I reach for my flask of water but it's empty. I bite my lip, trying to push back the emotions. My stomach growls and I realise I'm starving. I wipe my eyes and roll out of bed. My legs feel weak, aching and sore from the mission. I stumble to the washroom and splash my face with cold water. I shake my head out, releasing a slow breath. 

I grab a jumper off its hanger and pull it over me. It's warm and fuzzy, draping just over my shorts. I shove on my slippers and creep out of my room. The hallway is dark, the only light coming from the crescent moon peaking through curtain-less windows. 

I pad down the hall, careful not rouse any of the other Scouts, all sleeping soundly in their rooms. It takes me a while to make my way to the kitchen, my slippers slap softly off the cold floor. 

I gently ease the door open and slip into the kitchen, switching on the light. I stand there for a moment, thinking about all the soldiers who would never get eat another meal.
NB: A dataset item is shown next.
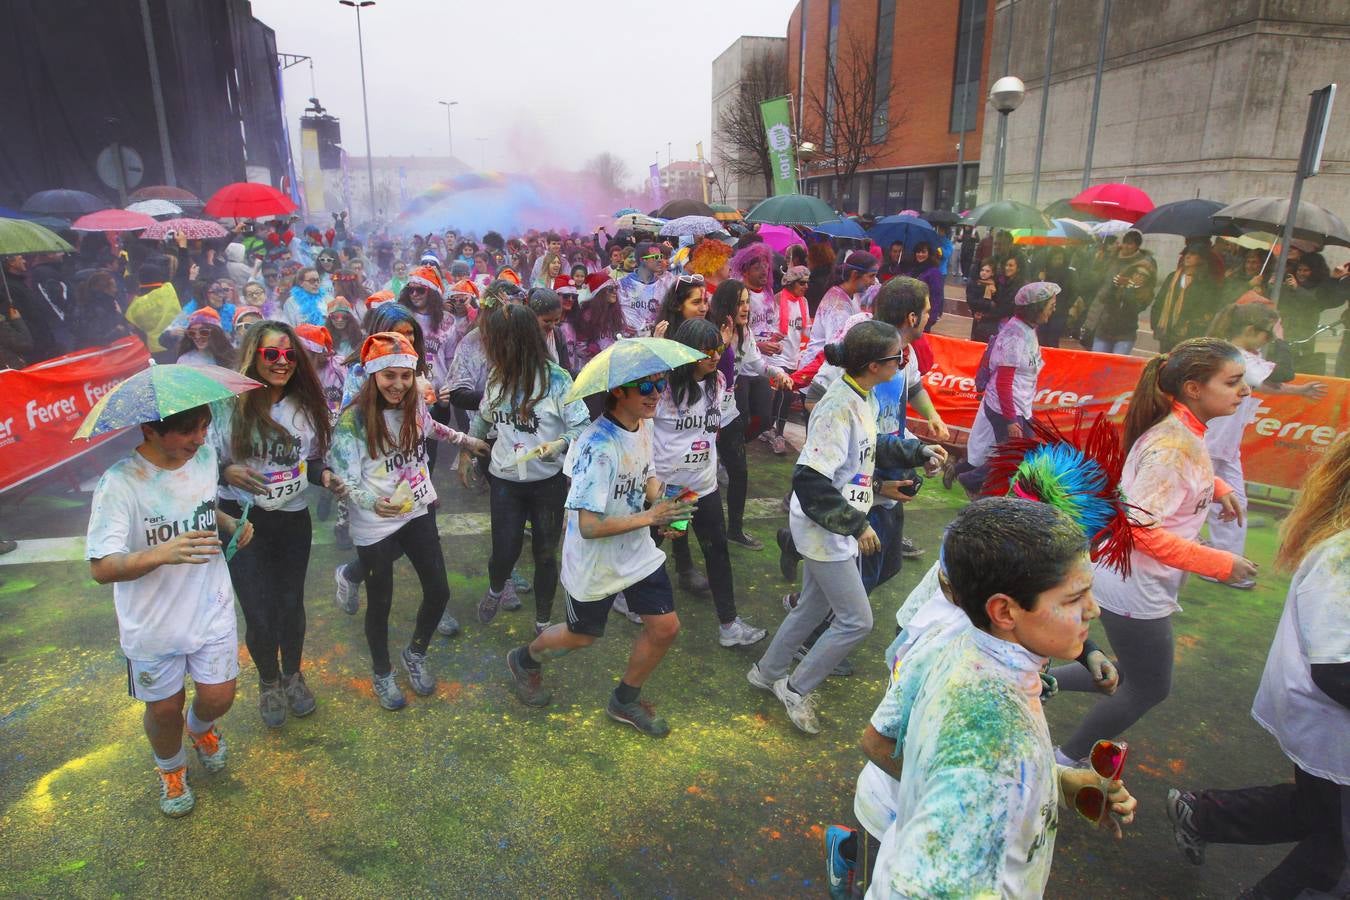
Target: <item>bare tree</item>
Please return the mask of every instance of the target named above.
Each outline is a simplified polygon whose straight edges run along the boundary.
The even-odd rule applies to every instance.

Then shook myself out of it. 

I heat up the kettle and make myself a cup of tea, sipping it slowly and sitting up on the counter, legs swinging in the air. I grab an apple sitting in a basket to my left and start munching on it. The mixing bowel is drying on the rack, and I think of the time Hange and I made cookies together. 

God, it was so long ago now. I smile sadly, the happy memories washing over me. I remember how cute she looked all covered in flour. I chew my lip, looking at the bag of flour poking out of the cupboard. 

After a moment of contemplation I shrug and sigh, baking always helped me relax anyway. 

I grab the mixing bowel and take out the flour, sugar, eggs, and other ingredients measuring them out and putting them in the bowel. It doesn't take long until the mixture is all made and in little balls on the baking tray. I slot them into the oven, setting the kitchen timer, and start on tidying up. 

By the time I'm finished with the cleaning, the cookies are done. I take them out of the oven, they're piping hot, and put them on a plate. They smell delicious and my mouth starts to water, I feel some of the weight lift of my shoulders. Just a small bit, just for a second. 

I refill my water flask and leave the kitchen, turning off the lights and shutting the door with a soft click behind me. I nibble on one of the cookies as I make my way down the halls. Moving on muscle memory, mind going blank and empty. 

I wander through halls until I stop, looking around and realising that I'm not at my bedroom. I'm outside Hange's office. I blink at her door, at the little plaque engraved with her name on it nailed into the wood.